MAJOR PROJECTS: The biggest project currently under development is the Sultan Qaboos Medical City near Barka on the outskirts of Muscat, which is expected to open in 2018. The $1.5bn complex is reported to consist of a cluster of five hospitals, with dedicated facilities for trauma care, neck injuries, paediatric treatment and organ transplants, as well as a medical college, and research and development (R&D) facilities.
In June 2016 it was announced that the authorities were considering a public-private partnership (PPP) option for this flagship development, having signed a memorandum of understanding (MoU) with the Supreme Council for Planning and the Oman Investment Fund (OIF), the government-owned sovereign wealth fund. Shortly before, Carillion, a UK-based multinational facilities management and construction services company, signed an agreement with OIF to look into developing hospital projects jointly in Oman. “We have signed a MoU with the OIF, a sovereign wealth fund of the sultanate of Oman, to develop opportunities for PPPs in the health care sector,” the company said.
Also under development is a OR72m ($187m) integrated health care complex in Al Hail, which will house a 225-bed tertiary-care hospital, 300 residential apartments, and a fitness centre and retail space. Construction is expected to be completed by 2018 or 2019. There is also a OR21m ($54.5m) hospital in Muscat being developed by Oman and Emirates Investment Holding and Asistencia Sanitraria Interprovincial De Seguros (ASISA), a private health care provider from Spain, which is expected to be completed by 2019.

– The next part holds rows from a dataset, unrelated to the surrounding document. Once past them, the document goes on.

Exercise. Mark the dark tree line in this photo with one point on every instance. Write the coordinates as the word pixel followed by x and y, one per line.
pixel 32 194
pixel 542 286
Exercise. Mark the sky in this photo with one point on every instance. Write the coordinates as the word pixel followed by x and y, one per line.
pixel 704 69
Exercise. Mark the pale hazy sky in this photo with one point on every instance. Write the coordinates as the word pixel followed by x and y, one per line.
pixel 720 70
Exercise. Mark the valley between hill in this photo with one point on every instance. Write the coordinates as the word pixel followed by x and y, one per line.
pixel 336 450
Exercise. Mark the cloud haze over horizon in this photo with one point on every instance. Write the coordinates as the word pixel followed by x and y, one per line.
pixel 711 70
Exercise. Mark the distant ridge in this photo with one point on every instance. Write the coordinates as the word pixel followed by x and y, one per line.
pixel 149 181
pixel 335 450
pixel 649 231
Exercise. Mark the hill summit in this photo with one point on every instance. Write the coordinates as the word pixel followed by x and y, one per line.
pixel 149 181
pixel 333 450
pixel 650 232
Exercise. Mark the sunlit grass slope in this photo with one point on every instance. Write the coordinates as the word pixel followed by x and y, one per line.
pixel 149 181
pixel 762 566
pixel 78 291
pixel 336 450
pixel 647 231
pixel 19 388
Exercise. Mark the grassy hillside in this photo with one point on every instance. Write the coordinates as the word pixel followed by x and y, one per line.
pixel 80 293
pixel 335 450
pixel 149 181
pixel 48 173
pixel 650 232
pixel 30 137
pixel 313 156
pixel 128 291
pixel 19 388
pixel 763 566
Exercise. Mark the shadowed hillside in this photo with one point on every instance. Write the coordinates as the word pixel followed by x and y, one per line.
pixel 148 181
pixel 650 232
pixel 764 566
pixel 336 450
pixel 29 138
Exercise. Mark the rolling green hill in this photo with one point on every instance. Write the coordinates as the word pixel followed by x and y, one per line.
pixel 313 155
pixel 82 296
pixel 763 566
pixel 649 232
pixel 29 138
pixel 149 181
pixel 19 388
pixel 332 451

The 70-bed multi-speciality hospital is being billed as a premier health care facility offering cardiology, genetics, urology, neurology, dermatology, oncology, rehabilitation, ophthalmology and IVF, completed according to European standards. ASISA has an established footprint in the industry, with 15 hospitals and over 64 medical centres around the world.

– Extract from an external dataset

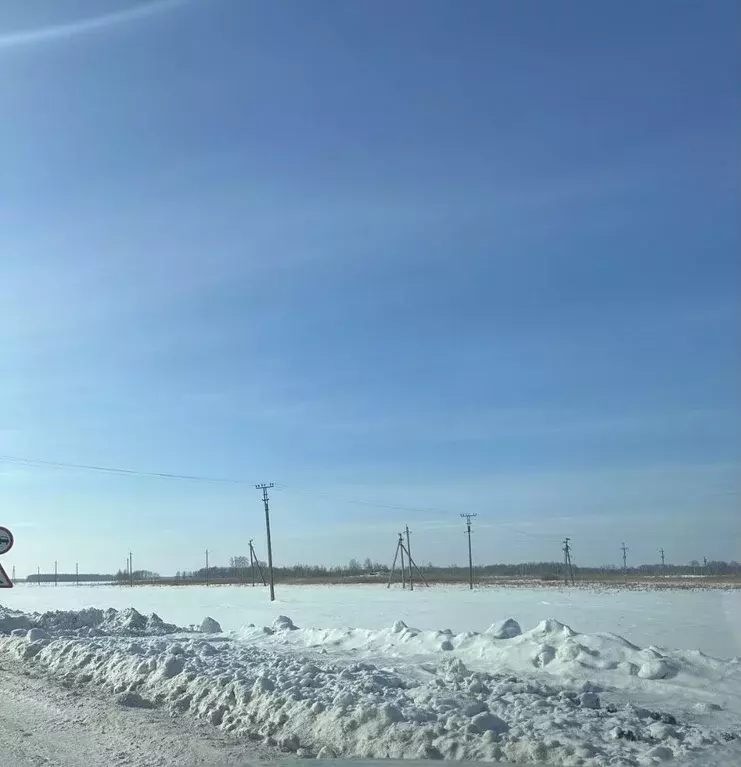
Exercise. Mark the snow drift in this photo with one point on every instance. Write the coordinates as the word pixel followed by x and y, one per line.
pixel 456 696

Lastly, the International Medical City in Salalah is hoping to tap into the nascent medical tourism sector, offering a specialty care hospital, organ transplant centres, and R&D complex as well as a health care resort, at an estimated cost of around $1bn.
The fact that the government is investing heavily in the sector, and that foreign, private sector players are showing a keen desire to get involved in health care in Oman, points to the strength of the sector and the opportunities on offer for those who make the leap. Each major new hospital or health care facility on its own should significantly add to the sultanate’s current capacity, and together they will go a long way to meeting the needs of the sultanate’s expanding population.